Last week, The U.S. Food and Drug Administration (the “FDA”) issued long-awaited final guidance for the mobile medical applications (“Apps”) industry and FDA staff (the “Guidance”). The Guidance notes that it contains guidance only and that the recommendations included in the Guidance do not establish legally enforceable responsibilities; however, App developers should act quickly to determine if their Apps in the market, or in the development pipeline, will face scrutiny and/or regulation. Some Apps easily meet the definition of a “medical device” under Section 201(h) of the Federal Food, Drug and Cosmetic Act (“FD&C Act”) as they could pose a risk to patient safety if the Apps do not function as intended, while other Apps potentially fall within the definition of a “medical device” but pose lower risks and therefore should be subject to a lower level of regulation. The Guidance seeks to provide clarity and predictability of the FDA’s current approach to exercising its enforcement discretion.

The critical measuring point for whether or not an App will be subjected to regulation lies in the intended use of the App. Specifically, the Guidance notes that the FDA will focus its oversight only on Apps that (i) intend to be used as an accessory to a regulated medical device or (ii) intend to transform a mobile platform into a regulated device. The Guidance also clarifies that “In general, if a mobile app is intended for use in performing a medical function (i.e., for diagnosis of disease or other conditions, or the cure, mitigation, treatment, or prevention of disease) it is a medical device, regardless of the platform on which it is run.”

The Guidance was careful to note that the FDA’s regulatory oversight and enforcement was limited to the functionality of Apps and would not focus on the sale or use of consumer smartphones or tablets being transformed into medical devices by the Apps, an important carve-out for mobile device companies that sell the hardware on which they operate. Furthermore, the FDA intends to regulate only manufacturers of Apps, and not those who exclusively distribute Apps without engaging in manufacturing functions. The Guidance characterizes App manufacturers as “anyone who initiates specifications, designs, labels, or creates a software system or application for a regulated medical device in whole or from multiple software components.” Thus, the mobile application market places will not face regulatory scrutiny simply by offering Apps for sale to consumers.
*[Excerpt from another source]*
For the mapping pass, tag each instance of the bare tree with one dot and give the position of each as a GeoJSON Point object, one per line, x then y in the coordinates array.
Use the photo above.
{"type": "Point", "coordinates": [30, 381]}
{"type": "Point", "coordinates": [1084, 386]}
The Guidance offers detailed appendices of three different categories of Apps to aid companies in determining whether the intended use of their App will cause it to face FDA regulation.

The first category includes those Apps that the FDA does not consider to meet the definition of medical devices, and as such, will go unregulated by the FDA. These Apps include those meant to serve as medical references for both physicians and patients (such as a medical dictionary or encyclopedia that defines medical terms for the user), educational Apps for medical training, or Apps meant to facilitate medical office functions, like scheduling doctor shifts or tracking insurance claim data.

The second category are Apps that meet the definition of medical device, but for which the FDA intends to exercise its discretion to refrain from regulation, because the Apps pose low risk to patients. This category of Apps includes those intended for use in facilitating patient care (e.g., Apps that coach patients with simple prompts that reminds the patient to exercise).

The third category are those Apps that the FDA considers medical devices and that the FDA believes pose a significant risk of patient harm if they were to function improperly. These types of Apps oftentimes enable a mobile device to operate as a regulated medical device (e.g., use of sensors to measure certain bodily functions), or enable a device to operate as a controller for a regulated medical device App (e.g., an App that acts as a wireless remote for an X-Ray machine). The FDA intends that Apps falling into this category will be subject to the same risk-based approach used by the agency to assess and regulate traditional medical devices. The FDA refers to this third category of Apps as “Mobile Medical Apps.” As with any regulated medical device, Mobile Medical App manufacturers and developers must meet requirements associated with the applicable device classification. The Guidance notes: “If the mobile medical app, on its own, falls within a medical device classification its manufacturer is subject to the requirements associated with that classification. A mobile medical app, like other devices, may be classified as class I (general controls), class II (special controls in addition to general controls), or class III (premarket approval).”

As noted above, the intended use of any App is critical to determining if it will become subject to FDA scrutiny and regulation. Developers that promote their Apps for use in performing the function of a medical device, such as the diagnosis of medical conditions, a cure, mitigation or treatment, should be prepared for such Apps to be regulated by the FDA. It is critical that manufacturers and developers engage regulatory experts before going to market to avoid delays in market timing, or worse, enforcement actions after an App has already been promoted and sold.